I began working with another AI app: Midjourney. This appears to offer greater control and nuance. But it also seems to have strong convictions of its own.
By combining these outputs with other applications, such as Photoshop's Generative Fill, together we began to generate paintings reflecting on the idea of Shakespeare walking to work along Bishopsgate. His head full of words.
What are these? They look like paintings, but they're not paintings. They don't smell or feel like paintings. Because they emerge fully realised out of the software, we have no physical relationship with each other. They lack the shared experience of materiality that paintings confer. The synthesis of labour, skill and judgement to bring into being a real, physical entity. So what are they?
I began to worry that I was taking too dominant a role in this partnership. AI is so good at re-creating photographic interpretations of the world, and can call upon such a diverse range of styles and influences, why was I forcing it down such a narrow path? The essence of successful creative partnership is the give-and-take. Am I taking too much and not listening enough? Am I 'Humansplaining' when I should be listening more?

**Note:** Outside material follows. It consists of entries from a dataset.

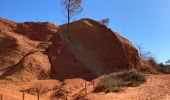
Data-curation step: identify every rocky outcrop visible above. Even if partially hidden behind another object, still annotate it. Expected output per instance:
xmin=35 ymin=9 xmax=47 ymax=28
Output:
xmin=15 ymin=22 xmax=57 ymax=41
xmin=0 ymin=18 xmax=57 ymax=81
xmin=0 ymin=19 xmax=139 ymax=81
xmin=48 ymin=19 xmax=139 ymax=79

AI can do anything. But it seems always ready to learn more. I loved its facility with paint; the fluid handling of drip and soak; the skill in retaining the intensity of colours without letting them pollute each other. And then I would remember that it isn't paint. Just pixels. And images are lies. Or, more accurately perhaps, hallucinations.
What should we work on together?
I suggested my idea about Shakespeare. How I imagined him walking to work in the morning from his rented lodgings inside the City wall, through the gate, then north along Bishopsgate towards his place of employment in dodgy Shoreditch. And how that mirrored my own walk along the same route to work more than 400 years later.
The task was to find a vehicle to explore that sensation of entanglement. The peculiar sense of significance. This observation deserved closer inspection, trivial as it seemed. To do that I would have to attempt what so many others in the past have tried – to inhabit his head by imagining oneself into it.
I suspect that what the harried actor, profit sharer and playwright in a competitive market was thinking about as he walked to work – was work. And his work was words. Even though I'm not especially interested in his plays themselves, I do like some of the words.